Novos fatos: reaberto o caso, os promotores Amaro Thomé e Wider Filho, assim como a delegada Elisabeth Sato, seguem no mesmo rumo do legista DelMonte (à esq.) – um crime de mando |
Tentar resolver o mistério é a missão da
delegada Elisabeth Ferreira Sato, titular do
78ª DP paulistano e responsável pelas
novas investigações. Elisabeth, que trabalhou
no DHPP, entrou no caso a pedido da Secretaria
de Segurança Pública. Por ordens superiores,
a delegada não fala sobre a investigação. Mas
tem garantido a amigos próximos que não
medirá esforços e não poupará nenhum colega caso seus erros não tenham sido involuntariamente cometidos. Apesar do tamanho da encrenca e da limitação de pessoal, Elisabeth não recebeu um policial sequer a mais para desenvolver a investigação, e o trabalho segue para a fase final. E caminha na direção de apresentar uma conclusão diferente daquela produzida pelo DHPP. Hoje, há a convicção de que a morte do prefeito foi um crime encomendado e que a quadrilha responsável pela morte de Celso Daniel agia de forma compartimentada. Nessa modalidade de crime nem todos os participantes têm conhecimento dos objetivos e do modus operandi da ação.

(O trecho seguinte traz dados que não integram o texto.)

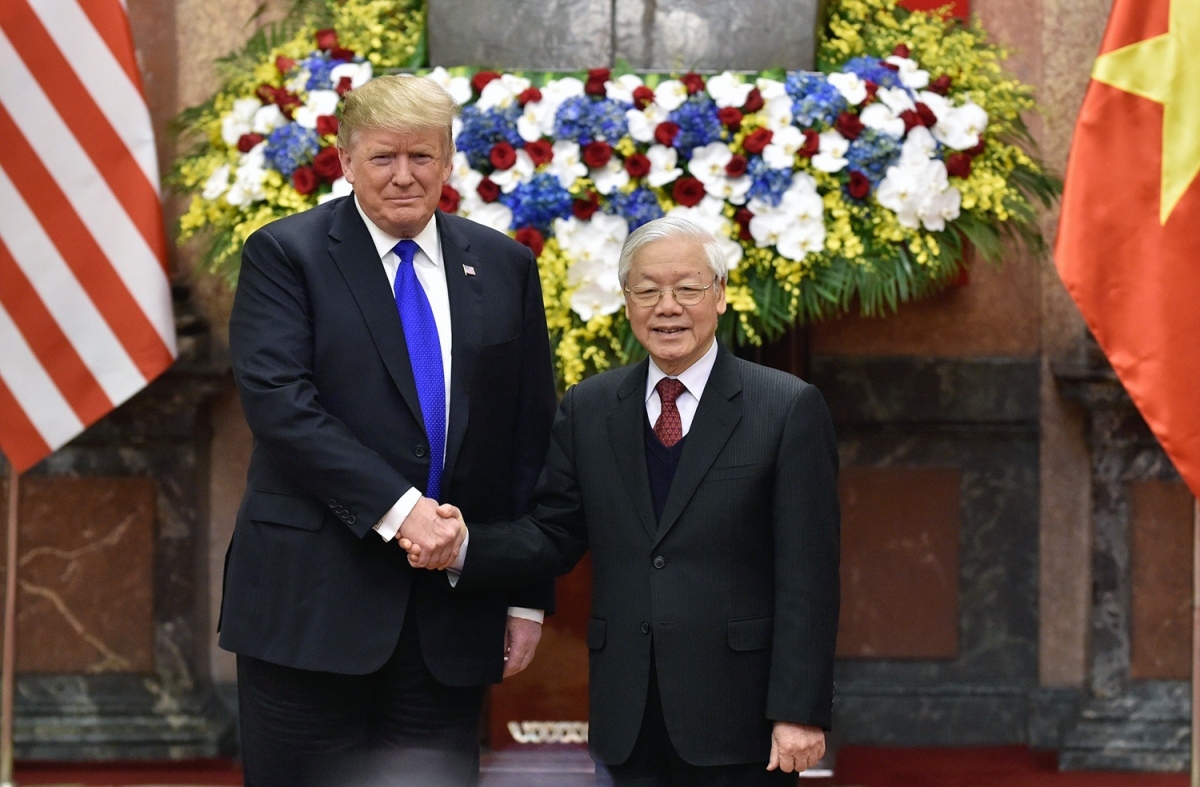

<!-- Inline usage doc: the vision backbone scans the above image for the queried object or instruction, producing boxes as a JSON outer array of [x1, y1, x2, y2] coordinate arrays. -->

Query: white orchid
[[707, 71, 755, 108], [827, 72, 866, 107], [812, 128, 850, 173], [424, 62, 472, 107]]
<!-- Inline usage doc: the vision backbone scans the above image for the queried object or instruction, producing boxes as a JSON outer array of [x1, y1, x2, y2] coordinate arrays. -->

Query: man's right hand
[[396, 498, 467, 570]]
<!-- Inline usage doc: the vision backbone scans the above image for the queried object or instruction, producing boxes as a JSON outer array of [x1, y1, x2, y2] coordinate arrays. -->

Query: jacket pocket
[[246, 489, 325, 530], [588, 618, 608, 650], [728, 618, 774, 651]]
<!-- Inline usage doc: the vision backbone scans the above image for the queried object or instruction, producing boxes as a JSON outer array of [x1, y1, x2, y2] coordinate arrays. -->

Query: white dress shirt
[[354, 201, 546, 623]]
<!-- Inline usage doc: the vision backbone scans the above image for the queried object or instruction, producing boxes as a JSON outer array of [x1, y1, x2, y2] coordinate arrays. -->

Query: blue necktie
[[395, 239, 446, 500]]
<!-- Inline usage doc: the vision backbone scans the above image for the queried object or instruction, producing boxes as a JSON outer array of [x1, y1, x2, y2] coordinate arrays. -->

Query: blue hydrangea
[[785, 71, 848, 128], [841, 56, 901, 88], [455, 102, 524, 170], [299, 53, 342, 90], [500, 173, 574, 235], [554, 96, 630, 145], [846, 128, 901, 186], [671, 92, 724, 155], [263, 124, 320, 178], [604, 188, 662, 232], [746, 156, 792, 205]]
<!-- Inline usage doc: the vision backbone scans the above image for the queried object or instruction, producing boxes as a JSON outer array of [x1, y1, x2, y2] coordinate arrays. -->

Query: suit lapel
[[329, 197, 425, 429], [654, 347, 742, 543], [437, 211, 488, 479], [608, 361, 654, 539]]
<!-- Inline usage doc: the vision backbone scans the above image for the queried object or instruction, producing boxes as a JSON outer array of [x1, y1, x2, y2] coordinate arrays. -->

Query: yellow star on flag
[[1092, 0, 1200, 224]]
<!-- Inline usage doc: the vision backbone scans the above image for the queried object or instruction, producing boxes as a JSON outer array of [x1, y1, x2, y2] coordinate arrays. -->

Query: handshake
[[396, 498, 467, 571]]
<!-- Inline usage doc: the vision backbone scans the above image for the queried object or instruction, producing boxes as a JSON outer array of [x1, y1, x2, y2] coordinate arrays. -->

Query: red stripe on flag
[[0, 0, 167, 266], [70, 0, 142, 92], [0, 240, 113, 425], [0, 379, 50, 475], [0, 104, 173, 380]]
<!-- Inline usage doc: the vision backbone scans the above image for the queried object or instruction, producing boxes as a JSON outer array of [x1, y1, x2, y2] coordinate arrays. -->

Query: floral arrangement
[[180, 0, 1058, 385]]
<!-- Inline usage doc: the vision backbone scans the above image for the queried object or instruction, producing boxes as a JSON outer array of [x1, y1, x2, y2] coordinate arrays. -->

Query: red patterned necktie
[[654, 377, 688, 447]]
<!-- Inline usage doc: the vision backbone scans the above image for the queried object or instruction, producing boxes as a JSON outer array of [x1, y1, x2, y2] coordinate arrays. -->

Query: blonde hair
[[337, 74, 458, 161]]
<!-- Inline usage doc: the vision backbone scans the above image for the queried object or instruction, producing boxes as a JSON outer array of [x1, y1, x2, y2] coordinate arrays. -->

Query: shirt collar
[[646, 337, 716, 402], [354, 194, 442, 268]]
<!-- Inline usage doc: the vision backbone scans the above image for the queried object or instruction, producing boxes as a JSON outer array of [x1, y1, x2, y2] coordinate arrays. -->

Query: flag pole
[[0, 464, 20, 787], [1192, 499, 1200, 787]]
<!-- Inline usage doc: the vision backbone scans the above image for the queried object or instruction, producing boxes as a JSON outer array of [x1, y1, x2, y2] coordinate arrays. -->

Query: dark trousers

Articulação – A tese de Elisabeth tem sustentação em uma declaração assinada por um dos presos, Aílton Feitosa. Ele teria testemunhado uma reunião na qual o chefe da operação, o assaltante de bancos Dionísio Aquino Severo, revelara os planos de seqüestrar o prefeito. Oito meses após o crime, ele confirmou aos promotores de Justiça da Comarca de Santo André: "Nem todos sabiam que se tratava de uma encenação encomendada pelo empresário Sérgio Gomes da Silva", relata Feitosa. Quem também trabalhava nessa linha de investigação era o delegado Maurício Correali. Um dos primeiros a investigar a ação dos bandidos, o delegado produziu as provas materiais sobre como foi feita a articulação entre os integrantes do grupo, sua liderança e os possíveis mandantes. Sendo que apenas o chefe sabia quem era e o que fazer com a vítima. Substituído pelos companheiros do DHPP, ele também não se pronuncia mais sobre o caso. Tudo indica, pelo desenrolar dos fatos, que, se existe sombra nessa história, ela começa a se dissipar.